The new Doom—oh dear.
The original games were, I seem to remember, immediately playable. This one, you have to hack the console to make the mouse work. That’s ridiculous.
The original games had something called Save Game, so you could get a feel for a game, yet the costs of making beginners’ mistakes were minor and quickly resolved. You might have heard of this feature; it’s not exactly exotic. This Doom’s designers don’t seem to know it; instead, they’ve resorted to that lazy designers’ abortion: waypoints. If you’re learning the game, and make a mistake, you have to go back to some random point and replay all the bits you’ve already played. It’s f**ked up design by those so cheap they don’t grasp that a crap console and a real computer are not actually the same thing. iD, if you’re going to charge computer product prices, then try making a computer quality product.
In other words, this is NOT Doom, it’s a crap imitation.
The short time I did spend in the game before I found it was too unplayable did show the designers had put good effort into getting the visuals right. It looked good, fast and sharp.
But, as I said, it’s unplayable. I have to wait until computer hardware has improved sufficiently for me to run it in a virtual machine, so I can save the game—the machine—as and when I deem necessary. It does mean, though, I will no longer buy iD games.

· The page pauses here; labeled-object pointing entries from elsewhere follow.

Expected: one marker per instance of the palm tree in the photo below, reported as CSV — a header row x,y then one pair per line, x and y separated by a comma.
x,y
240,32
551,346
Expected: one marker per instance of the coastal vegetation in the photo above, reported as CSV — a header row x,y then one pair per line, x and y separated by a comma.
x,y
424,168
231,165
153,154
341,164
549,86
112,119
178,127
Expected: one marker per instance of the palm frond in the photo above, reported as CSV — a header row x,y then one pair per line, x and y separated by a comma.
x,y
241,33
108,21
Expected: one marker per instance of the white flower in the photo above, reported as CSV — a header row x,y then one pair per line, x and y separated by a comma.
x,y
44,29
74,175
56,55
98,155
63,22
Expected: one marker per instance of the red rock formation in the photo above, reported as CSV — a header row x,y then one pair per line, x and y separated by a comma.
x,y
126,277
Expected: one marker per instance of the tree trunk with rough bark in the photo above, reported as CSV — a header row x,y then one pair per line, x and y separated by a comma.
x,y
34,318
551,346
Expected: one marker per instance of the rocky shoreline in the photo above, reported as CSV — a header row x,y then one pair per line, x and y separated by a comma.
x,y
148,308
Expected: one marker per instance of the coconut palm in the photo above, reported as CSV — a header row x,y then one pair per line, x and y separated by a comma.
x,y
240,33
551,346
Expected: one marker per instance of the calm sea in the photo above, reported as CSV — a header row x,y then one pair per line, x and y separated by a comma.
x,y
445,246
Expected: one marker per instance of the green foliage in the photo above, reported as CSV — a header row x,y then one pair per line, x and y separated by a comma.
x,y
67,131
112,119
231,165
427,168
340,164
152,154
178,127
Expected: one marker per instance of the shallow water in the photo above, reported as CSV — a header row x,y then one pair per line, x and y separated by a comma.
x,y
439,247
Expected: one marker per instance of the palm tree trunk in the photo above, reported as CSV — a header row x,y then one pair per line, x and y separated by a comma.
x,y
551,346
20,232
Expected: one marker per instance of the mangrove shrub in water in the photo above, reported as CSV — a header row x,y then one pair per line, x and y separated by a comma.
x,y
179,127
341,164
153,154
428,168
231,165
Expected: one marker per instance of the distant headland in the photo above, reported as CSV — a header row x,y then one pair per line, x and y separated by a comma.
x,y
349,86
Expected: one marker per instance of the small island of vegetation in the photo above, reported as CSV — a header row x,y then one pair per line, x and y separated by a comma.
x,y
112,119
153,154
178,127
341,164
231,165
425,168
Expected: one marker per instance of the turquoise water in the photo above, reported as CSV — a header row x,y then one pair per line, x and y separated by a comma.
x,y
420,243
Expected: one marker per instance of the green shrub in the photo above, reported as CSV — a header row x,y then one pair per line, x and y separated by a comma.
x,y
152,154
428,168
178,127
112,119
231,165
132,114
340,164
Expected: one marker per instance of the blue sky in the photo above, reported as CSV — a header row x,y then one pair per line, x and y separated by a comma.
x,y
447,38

As an aside, this exact design error is why I bought no Halo game after the first. That was unplayable because of the idiocy of waypoints. I had (and have) no intention of wasting more money on that franchise on the off chance that those game designers might have corrected an error so basic it should never have been made. Actually, come to think of it, I’ve never knowingly bought a Microsoft game since then. Making elementary mistakes in a product has consequences.
At least I now understand why the game was heavily discounted.

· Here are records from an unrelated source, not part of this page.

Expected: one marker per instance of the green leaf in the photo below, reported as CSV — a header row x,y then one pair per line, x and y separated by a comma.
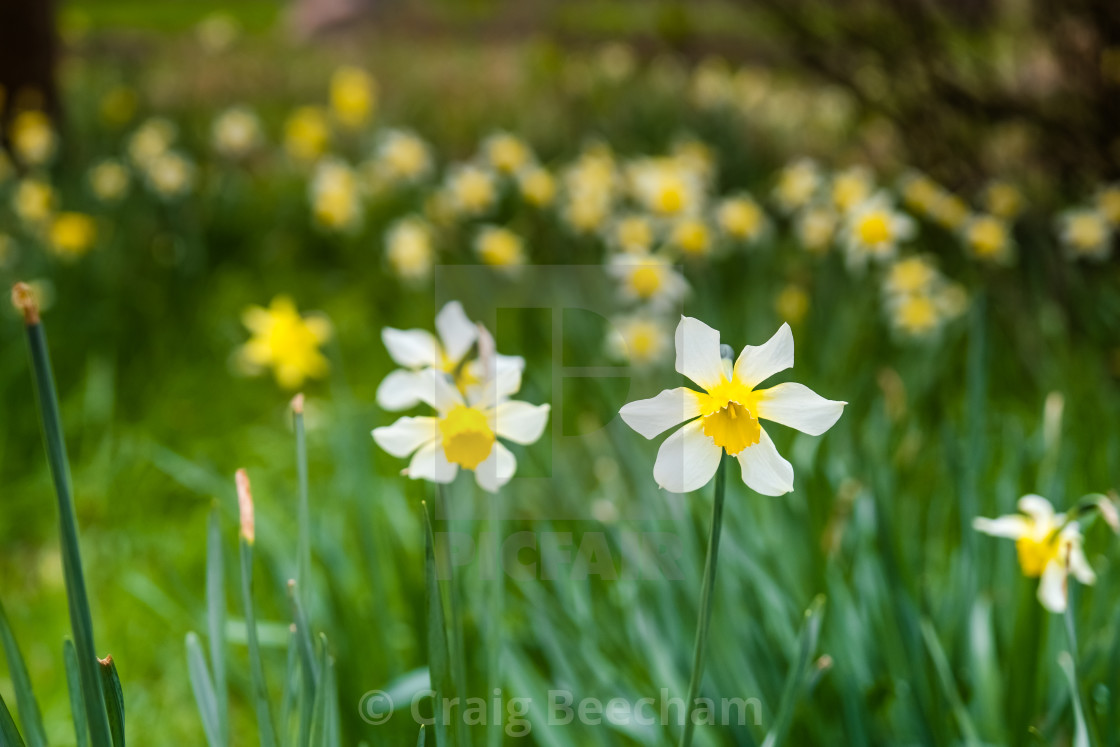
x,y
255,666
215,617
438,661
204,691
74,684
25,698
114,699
9,735
78,603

This is a classic example of what happens when original artists sell out. Moneymen come in, buy the franchise, do what they can to make a profit, and attempt to develop their new property. All that is perfectly good and reasonable. The problem is that they don’t—can’t—have the feel for the process of creation behind the original, because the original designers have gone, taking their feelings with them. There’s nothing wrong with this: artists get tired of old creations and need to move on. Fans want more of the same, yet artists can’t overcome the staleness of the idea to make more. Both groups can be addressed by moneymen coming in, buying the franchise, and developing it themselves.

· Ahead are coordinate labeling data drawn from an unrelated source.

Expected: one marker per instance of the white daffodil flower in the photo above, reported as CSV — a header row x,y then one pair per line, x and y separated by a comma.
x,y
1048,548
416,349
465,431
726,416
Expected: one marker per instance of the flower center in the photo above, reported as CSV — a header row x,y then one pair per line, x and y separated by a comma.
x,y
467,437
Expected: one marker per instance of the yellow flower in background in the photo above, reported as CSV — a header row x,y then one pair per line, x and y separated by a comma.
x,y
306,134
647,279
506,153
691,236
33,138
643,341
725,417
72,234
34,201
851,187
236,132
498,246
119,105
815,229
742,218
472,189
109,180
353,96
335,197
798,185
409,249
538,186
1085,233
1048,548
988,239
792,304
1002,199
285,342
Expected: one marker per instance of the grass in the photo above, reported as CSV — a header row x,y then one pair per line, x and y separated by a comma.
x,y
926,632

But the moneymen also know that developing the franchise themselves is a risk, & they don’t want to deepen the risk by putting too much money in. That means the new game is developed on the cheap. For both reasons, the results usually don’t work as well as the original: the real question is whether they work well enough for the fans. Sometimes, as in this case, the moneymen forget that quality is more than the pretty bits, and the results work so poorly the games are unplayable. Sometimes, luck intervenes, brilliant new designers are involved, and, despite everything, the new game works so well it funds many more buyout cycles.
If you’re a fan of the original Doom, and want to revive the flame, for God’s sake wait until you can put this game in a virtual machine before you go near it.